第十二録 緑の貴方は
あの日、ユウくんが死んだ日からなりふり構っていられなくなった。
初めに母様と父様に家のことを聞いた。神野家がどんな家だったか。わたしは何をしたら良いのか。全て。
分かったことは全部で四つ。
・元は神職の家系だったこと
・千年前の何処かでそこに陰陽師の血が混じったことで式が使えるようになったこと
・元々の燐での役割は神の力を借りて霊を封印すること
・適齢期になったら決められた家の人間と婚姻を結ぶこと
そこまで語った後に母様は、バツが悪そうに続けた。
「神野家の人間は必ず時雨に所属するの。時雨は神に愛された人間しか入れないから。」
「神に?」
「式のこと。式は八百万ある神の一柱の分身。神から受けた加護が具現化した姿よ。」
だから式は丁寧に扱わなければいけない。と言われた。
自分の部屋に戻り考える。くまさんは神様だったこと。神野家、時雨、神に愛された人間。不思議と腑に落ちた。
「時雨の人があんなに少なかったのは、そういうことだったんだ……。」
わたしはくまさんの目を見る。くまさん。わたしの式。わたしの神様。ずっと、そばにいた。わたしの加護。
わたしは恵まれている。燐というこの組織の中で、わたしのように両親がどちらも存命なのは極めて稀だ。その上、神さまがわたしを守ってくれている。
……でも、なんでだろう。
「全然、嬉しいって思えないや。」
わたしを見つめるかみさまはわたしのこの気持ちを分かっているようには見えなかった。
視点《神野緒梨》十七歳
あの時から約十年後。やっぱりというか、わたしは時雨の所属になった。
わたしの式はかなり力が強いようで十六歳の時にわたしは時雨の代表に選ばれた。
……偉いのはわたしじゃなくて、くまさんの方なんだけどな。
「……時雨は人が少ないからなぁ。」
そして時雨は短命だ。決して『神に愛されたから』ではない。時雨部隊で亡くなる人の大半は『慢心』だ。見放されるんだ。神様に。自分が特別だと驕り、神様に見放される。
だから、時雨部隊は自覚しなくちゃいけない。
わたしたちは守られているだけの人間だと。他の人たちよりもあまりに弱いのだと。心に刻まなくてはいけない。
わたしたちは神の子ではないことを。
今日は燐に新しい子が来る。霞隊が任務から帰る時に拾ったらしい。十四歳の少年だと。帰る家も分からないと語っていたらしく燐で預かることにした。意外と燐の子供達はそういう事情で入る子も多い。
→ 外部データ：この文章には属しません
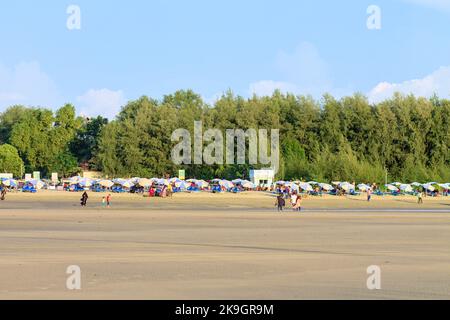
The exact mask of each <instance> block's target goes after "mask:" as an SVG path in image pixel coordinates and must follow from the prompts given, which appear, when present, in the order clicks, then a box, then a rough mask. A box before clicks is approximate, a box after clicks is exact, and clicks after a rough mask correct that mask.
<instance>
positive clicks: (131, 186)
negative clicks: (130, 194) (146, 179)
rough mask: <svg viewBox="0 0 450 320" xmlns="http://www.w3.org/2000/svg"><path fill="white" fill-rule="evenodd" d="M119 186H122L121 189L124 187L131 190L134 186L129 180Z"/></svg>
mask: <svg viewBox="0 0 450 320" xmlns="http://www.w3.org/2000/svg"><path fill="white" fill-rule="evenodd" d="M121 185H122V187H124V188H131V187H132V186H134V183H133V181H131V180H127V181H125V182H124V183H122V184H121Z"/></svg>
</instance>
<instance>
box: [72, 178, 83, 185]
mask: <svg viewBox="0 0 450 320" xmlns="http://www.w3.org/2000/svg"><path fill="white" fill-rule="evenodd" d="M81 179H82V178H81V177H80V176H76V177H72V178H70V179H69V184H71V185H74V184H78V182H80V180H81Z"/></svg>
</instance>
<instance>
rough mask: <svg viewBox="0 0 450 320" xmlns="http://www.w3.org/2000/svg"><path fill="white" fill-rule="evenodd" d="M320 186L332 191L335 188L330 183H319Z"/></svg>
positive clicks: (324, 188) (322, 187)
mask: <svg viewBox="0 0 450 320" xmlns="http://www.w3.org/2000/svg"><path fill="white" fill-rule="evenodd" d="M319 187H321V188H322V189H323V190H325V191H330V190H333V189H334V188H333V186H332V185H331V184H328V183H319Z"/></svg>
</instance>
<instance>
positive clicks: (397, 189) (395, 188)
mask: <svg viewBox="0 0 450 320" xmlns="http://www.w3.org/2000/svg"><path fill="white" fill-rule="evenodd" d="M386 188H387V189H388V190H389V191H398V188H397V187H396V186H393V185H392V184H387V185H386Z"/></svg>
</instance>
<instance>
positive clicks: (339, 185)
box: [339, 182, 355, 191]
mask: <svg viewBox="0 0 450 320" xmlns="http://www.w3.org/2000/svg"><path fill="white" fill-rule="evenodd" d="M339 187H340V188H341V189H342V190H345V191H350V190H355V186H354V185H352V184H351V183H349V182H341V183H339Z"/></svg>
研究室から資料をもらって、その子が待っている部屋に向かう。わたしは燐の説明役を任された。
安心してもらえるように優しい笑顔を作って話しかけよう。元気に挨拶をしよう。
扉の前に来る。驚かさないようにノックをした。
「……どうぞ。」
小さくて控えめな声が聞こえて来た。扉を開ける。中に居たのは亜麻色の子。白いシャツを着ていて、座り方から育ちが良いんだと見てとれる。
彼は顔を上げてわたしの目を見た。そう、目を見た。
「……はじめまして。惟芽胤です。よろしくおねがいします……。」
緑色だった。緑色の瞳。みどり、緑だった。
そのとき、ユウくんのことを思い出してしまった。
緑、緑の目。ユウくんと同じで、ユウくんよりも淡い色の緑の目。彼は淡い緑の目を揺らす。
心情を悟られないように彼に挨拶をする。
「初めまして。君に燐の説明する事を任されました。時雨所属の神野 緒梨。よろしくね。」
―嗚呼、また会えた。
わたしはこのとき自然と笑顔が出た。
―ゴッ。
本を落としてしまった。拾おうとして立ち上がるが目眩がしてよろけてしまう。
「……記憶を見た反動が……。」
頭が痛い。今、僕は何年分の記憶を見た?あまりに記憶が多すぎて、身体が持たなかった。ああ、くそ。今見た記憶の整理も出来ていないのに……。
―ぽた。
地面に血が落ちた。……鼻血だ。キャパオーバーだ。これ以上、緒梨さんの記憶を見れない。
視界が霞む。耳が遠くなっていく。平衡感覚が狂っていくのが分かる。
「……あ、これ。まず、い……。」
誰かが書庫の扉を開けた音がする。誰だ?よく見えない。声が不明瞭ながらも聞こえて来た。なんて言っているかは分かりもしないけれど。
訪問者に挨拶することも叶わず、目の前が真っ暗になった。